Après Barbara Ehrenreich, David Graeber, et Silvia Federici, voici aujourd’hui le quatrième épisode, consacré à Henry George. Viendront ensuite Jane Jacobs, John Ruskin, Mariana Mazzucato, William Morris et Hilary Cottam.

La crise du logement coûte cher aux travailleurs

La crise du logement s’étend sur les grandes villes. Des inégalités géographiques croissantes, aggravées par la transition numérique, voient quelques centres urbains dynamiques comme San Francisco, Londres, Hong Kong ou Paris concentrer toujours plus de richesses et d’activité économique, tandis que d’autres régions et villes ne cessent de décliner. Il est de plus en plus difficile pour un nouvel arrivant (un jeune, un immigré ou toute personne qui doit déménager) de se loger là où il y a du travail. Les prix de l’immobilier sont devenus prohibitifs. Paris se vide de ses travailleurs incapables de faire face aux dépenses de logement (le prix moyen à l’achat d’un mètre carré y est désormais de 10 000€).

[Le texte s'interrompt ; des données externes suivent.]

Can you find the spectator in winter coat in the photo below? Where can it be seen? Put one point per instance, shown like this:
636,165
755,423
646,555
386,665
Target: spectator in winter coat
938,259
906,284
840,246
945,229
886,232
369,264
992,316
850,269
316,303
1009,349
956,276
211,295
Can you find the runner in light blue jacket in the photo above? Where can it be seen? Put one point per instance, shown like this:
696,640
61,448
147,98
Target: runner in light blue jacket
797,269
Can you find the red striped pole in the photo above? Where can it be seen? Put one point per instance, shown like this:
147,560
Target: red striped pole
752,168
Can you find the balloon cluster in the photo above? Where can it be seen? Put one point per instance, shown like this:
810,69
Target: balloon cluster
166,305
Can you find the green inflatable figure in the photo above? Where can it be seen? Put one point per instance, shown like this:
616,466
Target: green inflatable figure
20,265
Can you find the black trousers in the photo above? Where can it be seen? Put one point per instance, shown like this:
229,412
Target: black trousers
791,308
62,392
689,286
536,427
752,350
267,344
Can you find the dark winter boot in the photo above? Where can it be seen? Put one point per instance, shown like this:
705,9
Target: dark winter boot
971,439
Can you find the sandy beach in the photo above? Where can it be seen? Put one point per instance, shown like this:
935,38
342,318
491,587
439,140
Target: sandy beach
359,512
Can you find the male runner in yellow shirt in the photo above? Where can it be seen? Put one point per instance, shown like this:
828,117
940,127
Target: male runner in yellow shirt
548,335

Les chiffres sont formels. On dépense beaucoup beaucoup plus pour se loger. Dans les années 1960, les dépenses liées au logement représentaient 10% du revenu moyen d’un foyer. Dans les années 2010, cette part est montée à 23%. Mais surtout, les dépenses de logement sont particulièrement insupportables pour les plus défavorisés : 42% pour les 10% de ménages les plus pauvres (contre 18% seulement pour les 10% les plus riches). C’est une variante de la fameuse « Loi d’Engel » : la part du revenu consacrée aux dépenses de logement est d’autant plus forte que le revenu est faible. (Engel, lui, ne s’était intéressé qu’aux dépenses alimentaires, car à l’époque, les dépenses consacrées au logement n’étaient pas vraiment un sujet.)

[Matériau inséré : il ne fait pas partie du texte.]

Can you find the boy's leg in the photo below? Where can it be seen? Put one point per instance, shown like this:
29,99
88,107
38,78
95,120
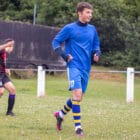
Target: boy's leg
61,113
11,99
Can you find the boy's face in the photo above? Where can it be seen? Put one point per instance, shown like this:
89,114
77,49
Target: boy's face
85,16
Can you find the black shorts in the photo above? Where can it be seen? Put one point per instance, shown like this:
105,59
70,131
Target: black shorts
3,79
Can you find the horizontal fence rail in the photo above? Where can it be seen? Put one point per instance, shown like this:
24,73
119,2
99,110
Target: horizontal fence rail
130,72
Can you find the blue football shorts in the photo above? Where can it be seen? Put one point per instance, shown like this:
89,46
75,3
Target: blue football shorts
78,79
3,79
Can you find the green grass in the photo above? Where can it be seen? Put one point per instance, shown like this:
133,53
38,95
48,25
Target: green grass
105,113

Les inégalités entre les ménages s’expliquent à la fois par les différences de patrimoine (on possède plus ou moins d’actifs) et de revenu (on gagne plus ou moins d’argent). Aujourd’hui, avec l’augmentation continue du prix du logement, les inégalités sont de plus en plus liées au patrimoine pour une raison simple : les prix de l’immobilier ont augmenté beaucoup plus vite que les revenus du travail. Ceux qui ont hérité un logement de leurs parents peuvent donc vite être « riches » (et même millionnaires si leurs parents ont acheté un appartement de 70 mètres carrés dans le centre de Paris — ce qu’un foyer avec un revenu médian pouvait espérer pouvoir s’offrir dans les années 1960) tandis que les autres n’auront pas assez d’une vie de travail pour s’offrir le même logement.

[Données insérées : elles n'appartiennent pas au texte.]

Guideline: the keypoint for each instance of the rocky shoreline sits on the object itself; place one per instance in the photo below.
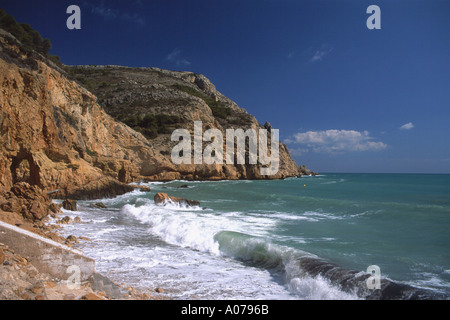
(64, 135)
(21, 280)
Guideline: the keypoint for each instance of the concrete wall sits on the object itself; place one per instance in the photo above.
(46, 255)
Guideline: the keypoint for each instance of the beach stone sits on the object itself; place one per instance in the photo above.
(92, 296)
(70, 205)
(65, 220)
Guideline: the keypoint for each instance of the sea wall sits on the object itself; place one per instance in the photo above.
(46, 255)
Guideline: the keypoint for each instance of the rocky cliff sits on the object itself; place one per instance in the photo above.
(55, 133)
(155, 102)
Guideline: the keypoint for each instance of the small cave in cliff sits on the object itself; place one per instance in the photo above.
(24, 169)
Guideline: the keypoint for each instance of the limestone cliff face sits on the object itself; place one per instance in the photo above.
(56, 135)
(155, 102)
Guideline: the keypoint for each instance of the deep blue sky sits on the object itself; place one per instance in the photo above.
(345, 98)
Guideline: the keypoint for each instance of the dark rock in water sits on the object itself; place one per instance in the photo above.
(163, 198)
(353, 281)
(98, 205)
(70, 205)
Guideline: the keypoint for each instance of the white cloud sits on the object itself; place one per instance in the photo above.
(407, 126)
(320, 54)
(176, 57)
(108, 13)
(336, 141)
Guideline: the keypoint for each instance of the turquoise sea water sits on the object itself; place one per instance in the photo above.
(248, 239)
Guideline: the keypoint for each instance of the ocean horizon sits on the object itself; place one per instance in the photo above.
(299, 238)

Les conséquences de cette crise du logement, c’est que de nombreux emplois, notamment dans les services de proximité, restent non pourvus dans les grandes villes. Le logement coûte trop cher par rapport aux revenus proposés. Lorsqu’ils sont pourvus, ces emplois imposent des trajets pendulaires interminables aux nouveaux arrivants qui les acceptent. Ou encore ces travailleurs doivent se loger dans des conditions dégradées qui laissent peu de place à l’intimité, à la salubrité et donc à la créativité et l’esprit d’initiative. C’est ce que Virginia Woolf a si bien expliqué dans son essai Une Chambre à soi à propos des femmes. Pour espérer créer une œuvre, il faut pouvoir disposer d’un peu d’indépendance financière et d’une « chambre à soi », au sens figuré et littéral. L’espace physique est nécessaire à l’espace mental.

Pour les travailleurs, le logement, ça fait toute la différence. Celle de choisir son emploi, de devenir plus créatif, de se reconvertir quand on en a envie.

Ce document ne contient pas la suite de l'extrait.